Several weeks later, someone claiming to be Susan’s daughter posted on her page, writing that her mother had passed away. The post explained that Susan’s page would remain active to help promote her books, including her final romance novel, “Love to Last a Lifetime,” which cost $2.99 on Amazon. After that, the so-called daughter posted two suicide prevention fundraisers. Neither raised any money. In February 2021, the daughter posted again, this time claiming that all of Susan’s books would be “unpublished” unless sales increased.
Fast forward to yesterday. In a separate Susan-created Facebook group, “The Ward,” the author announced her return from the dead! She claimed that her family “did what they thought was best for me” by pretending she killed herself. Ah, yes. The ultimate gift from daughter to mother: fake suicide. Here’s her post:
I debated on how to do this a million times and still not sure if it’s right or not. There’s going to be tons of questions and a lot of people leaving the group I’d guess. But my family sis what they thought was best for me and I can’t fault them for that. I almost died again at my own hand and they had to go through all that hell again. Returning to The Ward doesn’t mean much but I am in a good place now and I am hoping to write again. Let the fun begin.

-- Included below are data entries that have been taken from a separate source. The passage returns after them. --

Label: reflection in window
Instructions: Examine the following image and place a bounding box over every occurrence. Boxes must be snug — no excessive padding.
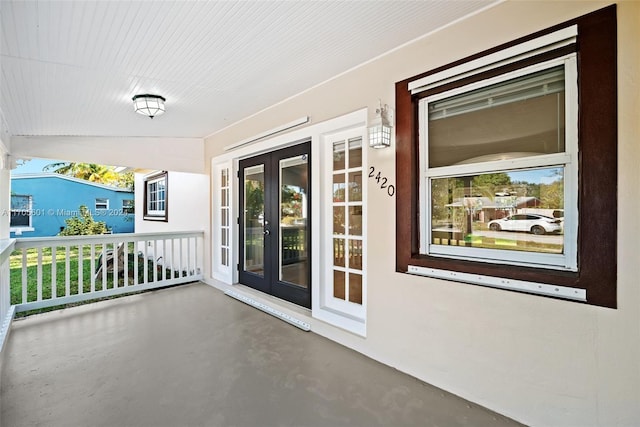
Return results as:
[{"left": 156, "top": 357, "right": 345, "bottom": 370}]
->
[
  {"left": 428, "top": 65, "right": 565, "bottom": 168},
  {"left": 332, "top": 138, "right": 363, "bottom": 305},
  {"left": 431, "top": 168, "right": 564, "bottom": 254}
]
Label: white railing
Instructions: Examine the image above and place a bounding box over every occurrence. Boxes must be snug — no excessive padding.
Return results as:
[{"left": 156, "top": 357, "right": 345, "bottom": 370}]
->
[
  {"left": 0, "top": 239, "right": 16, "bottom": 353},
  {"left": 10, "top": 231, "right": 204, "bottom": 312}
]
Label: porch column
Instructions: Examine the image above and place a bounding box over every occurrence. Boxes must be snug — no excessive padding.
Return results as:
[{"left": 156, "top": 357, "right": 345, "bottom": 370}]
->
[{"left": 0, "top": 148, "right": 12, "bottom": 239}]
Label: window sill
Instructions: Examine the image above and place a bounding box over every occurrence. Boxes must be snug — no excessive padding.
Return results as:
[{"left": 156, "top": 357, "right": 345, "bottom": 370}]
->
[{"left": 407, "top": 265, "right": 587, "bottom": 302}]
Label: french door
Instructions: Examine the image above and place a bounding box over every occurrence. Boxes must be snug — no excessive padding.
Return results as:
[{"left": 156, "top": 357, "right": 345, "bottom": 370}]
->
[{"left": 239, "top": 142, "right": 311, "bottom": 308}]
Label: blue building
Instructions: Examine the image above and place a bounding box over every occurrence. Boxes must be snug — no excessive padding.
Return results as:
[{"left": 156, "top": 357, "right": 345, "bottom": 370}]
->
[{"left": 10, "top": 173, "right": 135, "bottom": 237}]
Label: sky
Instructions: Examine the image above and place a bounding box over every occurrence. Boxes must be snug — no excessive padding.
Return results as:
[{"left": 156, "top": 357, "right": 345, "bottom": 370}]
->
[{"left": 507, "top": 168, "right": 559, "bottom": 184}]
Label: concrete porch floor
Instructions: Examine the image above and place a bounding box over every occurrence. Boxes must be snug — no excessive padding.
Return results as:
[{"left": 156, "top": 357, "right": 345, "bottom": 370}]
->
[{"left": 0, "top": 283, "right": 519, "bottom": 427}]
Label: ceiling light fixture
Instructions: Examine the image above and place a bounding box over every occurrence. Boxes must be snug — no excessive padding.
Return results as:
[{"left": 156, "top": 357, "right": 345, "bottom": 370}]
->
[{"left": 133, "top": 94, "right": 166, "bottom": 119}]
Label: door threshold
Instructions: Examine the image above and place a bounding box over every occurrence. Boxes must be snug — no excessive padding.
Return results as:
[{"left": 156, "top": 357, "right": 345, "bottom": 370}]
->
[{"left": 224, "top": 289, "right": 311, "bottom": 332}]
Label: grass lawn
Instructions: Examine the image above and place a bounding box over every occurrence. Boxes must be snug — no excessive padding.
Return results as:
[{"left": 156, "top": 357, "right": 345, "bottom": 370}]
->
[{"left": 9, "top": 243, "right": 177, "bottom": 315}]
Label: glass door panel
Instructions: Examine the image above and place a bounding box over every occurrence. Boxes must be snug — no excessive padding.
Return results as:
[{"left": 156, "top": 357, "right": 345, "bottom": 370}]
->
[
  {"left": 238, "top": 142, "right": 311, "bottom": 307},
  {"left": 278, "top": 154, "right": 309, "bottom": 288},
  {"left": 243, "top": 165, "right": 265, "bottom": 276}
]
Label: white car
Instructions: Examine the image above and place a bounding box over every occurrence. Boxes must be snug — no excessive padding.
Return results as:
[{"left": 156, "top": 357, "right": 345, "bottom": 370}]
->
[{"left": 489, "top": 213, "right": 562, "bottom": 234}]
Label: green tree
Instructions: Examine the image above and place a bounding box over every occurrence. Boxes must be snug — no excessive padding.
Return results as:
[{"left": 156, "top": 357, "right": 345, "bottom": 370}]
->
[
  {"left": 58, "top": 205, "right": 107, "bottom": 236},
  {"left": 42, "top": 162, "right": 134, "bottom": 190}
]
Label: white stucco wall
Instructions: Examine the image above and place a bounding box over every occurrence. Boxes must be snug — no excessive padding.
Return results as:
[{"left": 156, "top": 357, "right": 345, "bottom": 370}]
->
[
  {"left": 135, "top": 171, "right": 209, "bottom": 233},
  {"left": 205, "top": 1, "right": 640, "bottom": 426}
]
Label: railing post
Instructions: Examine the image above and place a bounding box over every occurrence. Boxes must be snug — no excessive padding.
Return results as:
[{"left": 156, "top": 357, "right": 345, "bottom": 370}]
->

Twitter user @Draggerofliars screenshot Susan’s Facebook post. People with loved ones who have actually died by suicide tore her a new one in the comments:
Author Susan Meachen died from suicide 2 years ago. Except it turns out she didn’t. What an absolute piece of shit #authors #MentalHealthMatters pic.twitter.com/nNU0LCEU3i
— Be a lot cooler if you did 💫🌪💫 (@Draggerofliars) January 4, 2023
Author Samantha A. Cole took to Facebook to share her outrage and disgust. Samantha recounted the events of two years ago, writing that “Susan’s daughter” claimed her mother had been “bullied in the book world to the point of suicide.” Samantha writes that she and the community “grieved for the loss of the woman we considered a friend.” Then Samantha added 48 SCREENSHOTS of posts from the group, her profile, and a recent chat between Samantha and the resurrected Susan. In the DMs, Samantha asks Susan whether she even has a daughter, and Susan claims she does. She says she came clean about the hoax because she wants her life back. Samantha adds that she believes Susan created another Facebook account, TN Steele, so she could continue posting during her “death.” Here’s the post, which has gone viral:
Whew. That is a lot of drama. Samantha A. Cole should write her own book about it. Unless… WAIT. What if Susan Meachen, her daughter, and TN Steele are all actually Samantha? And this death hoax is Samantha’s long con to get famous, a la that chick who was victimized by Anna Sorokin and wrote a book about it? OK, maybe I’ve gone too far down the rabbit hole. My brain yearns for a simpler scandal. Can we go back to the chess grandmaster who allegedly cheated using anal beads?